NEW YORK Wed Sep 24, 2008 3:12pm EDT

NEW YORK (Reuters) - An unusual surge in Goldman Sachs' share price in the last 10 minutes of trading on Tuesday raised eyebrows on Wall Street, as it came two hours before news of Warren Buffett's big investment in the bank.

Goldman Sachs (GS.N) shares rose more than $5 heading into the close of trading even as the rest of the market tumbled, leaving traders suspicious that inside information was used to make a profit.

"Obviously someone knew the Buffett news that was coming out. I noticed it yesterday and I was telling my colleagues something is going on with Goldman," said Dave Rovelli, managing director of US Equity Trading at Canaccord Adams in New York.

Securities and Exchange Commission spokesman John Nester declined to comment on whether the incident is being investigated. Goldman Sachs could not immediately be reached for comment.

Just before 6 p.m. EDT, Goldman Sachs said it would get a $5 billion investment from Buffett's Berkshire Hathaway Inc (BRKa.N) (BRKb.N), which investors welcomed as a much needed vote of confidence in the bank.

Goldman's shares have since risen about 6 percent. If someone with inside knowledge of the deal was snapping up the bank's shares they would have made a significant, and illegal, profit.

"Someone is going to get caught, because that is easy to track, they can find out who did that," said Rovelli.

Goldman Sachs' stock rose from $119.53 at 3:50 p.m. to $125.05 at the close. The S&P financials sub-index meanwhile fell from 273.79 to 273.61 in the same time frame.

"That share move at Goldman was a clear outlier. It got everybody's attention.

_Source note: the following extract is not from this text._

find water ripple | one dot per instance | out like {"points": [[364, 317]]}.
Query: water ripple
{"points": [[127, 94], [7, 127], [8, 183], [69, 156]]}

It was clear that there was something specific going on in that stock that wasn't going on in any other stock in that space," said Peter Kenny, managing director at Knight Equity Markets in Jersey City, New Jersey.

When a stock moves so sharply against the rest of the market, it is usually either due to company-specific news or a big seller of the stock taking a break also known as "a seller's strike," said Kenny.

Given that volume increased in Goldman's stock in the last 10 minutes, the "seller's strike" explanation seems unlikely.

Steve Claussen, chief investment strategist at OptionsHouse, a subsidiary of PEAK6 Investments, an options trading firm in Chicago noted that while options in Goldman were not particularly active, "it does raise eyebrows that the stock would attract so many buyers given that the Standard & Poor's 500 index closed near its lows."